Malgré la déclaration regrettable du ministre Vic Toews («vous êtes avec nous ou avec les cyber-prédateurs»), il ne faut pas perdre de vue l'essentiel du débat sur le projet de loi C-30: doit-on permettre à la police et aux services de renseignements d'obtenir sans mandat judiciaire des informations personnelles auprès des fournisseurs de services internet?

Dans ce dossier, il faut se méfier de Big Brother tout en favorisant une police moderne et efficace. En ce sens, force est d'admettre que malgré la déclaration irresponsable de son ministre, le gouvernement Harper propose un projet de loi plus acceptable que celui présenté il y a un an alors que les conservateurs étaient minoritaires.

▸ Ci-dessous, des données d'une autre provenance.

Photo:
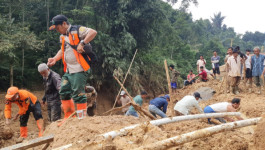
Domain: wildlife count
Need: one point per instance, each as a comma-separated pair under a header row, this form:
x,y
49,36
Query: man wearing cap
x,y
124,99
185,105
158,106
138,100
52,85
76,63
27,102
248,70
257,65
174,78
234,67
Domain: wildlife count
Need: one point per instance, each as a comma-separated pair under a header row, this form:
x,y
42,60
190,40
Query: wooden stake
x,y
125,78
136,107
171,106
32,143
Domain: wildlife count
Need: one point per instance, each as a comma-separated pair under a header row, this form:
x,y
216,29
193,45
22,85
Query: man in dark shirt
x,y
203,75
52,85
158,106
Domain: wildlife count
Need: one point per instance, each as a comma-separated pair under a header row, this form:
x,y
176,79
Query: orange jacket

En 2011, le gouvernement Harper voulait permettre aux policiers d'obtenir sans mandat auprès des entreprises de télécoms onze informations personnelles différentes. L'idée a été vivement dénoncée par les commissaires à la vie privée de partout au pays. Cette fois-ci, le projet de loi C-30 limite les policiers sans mandat à obtenir six infos personnelles: nom, adresse postale, numéro de téléphone à domicile et sur cellulaire, courriel, adresse de protocole internet (adresse IP) et nom de l'entreprise de télécoms. Le ministre Toews fait valoir qu'il s'agit essentiellement d'une version du 21e siècle du bottin téléphonique, accessible depuis toujours aux policiers sans mandat.

Du groupe, l'adresse IP est l'info la plus éloignée du traditionnel bottin téléphonique - et aussi la plus utile pour les corps policiers. Actuellement, la police peut obtenir un mandat de surveillance d'un site web suspect et savoir quelles adresses IP le visitent. Avec C-30, elle pourrait identifier sans mandat les visiteurs en demandant à leur fournisseur internet qui se cache derrière ces adresses IP (actuellement, il faut un mandat pour faire identifier un internaute via son adresse IP). Avec C-30, si la police veut ensuite suivre les déplacements d'un visiteur, elle devra obtenir un autre mandat spécifique à cet effet. À première vue, ce n'est pas exactement une version cauchemardesque de Big Brother.

Le projet de loi contient d'autres mesures à la fois bénéfiques pour les corps policiers et respectueuses de la vie privée. Les demandes de mandat seront simplifiées et centralisées pour qu'un seul juge puisse mieux évaluer l'intrusion sur la vie privée d'un citoyen. Pour éviter que les données sur l'activité d'un citoyen soient détruites par inadvertance, les policiers demanderont à l'avance aux entreprises de télécoms de les conserver pendant au moins 21 jours en attendant d'obtenir un mandat d'un juge.

D'autres pays comme les États-Unis et la Grande-Bretagne autorisent déjà l'obtention de certaines infos personnelles sans mandat, mais plusieurs pays européens ne tolèrent pas cette pratique. Il n'y a pas si longtemps au Canada, en 2007, un politicien était fortement contre cette pratique: «Ça peut rendre certaines enquêtes plus difficiles, mais notre expectative au droit à la vie privée est telle que nous ne mettrons pas en place un (tel) système.» Sur ces sages paroles de Stockwell Day, que le débat commence!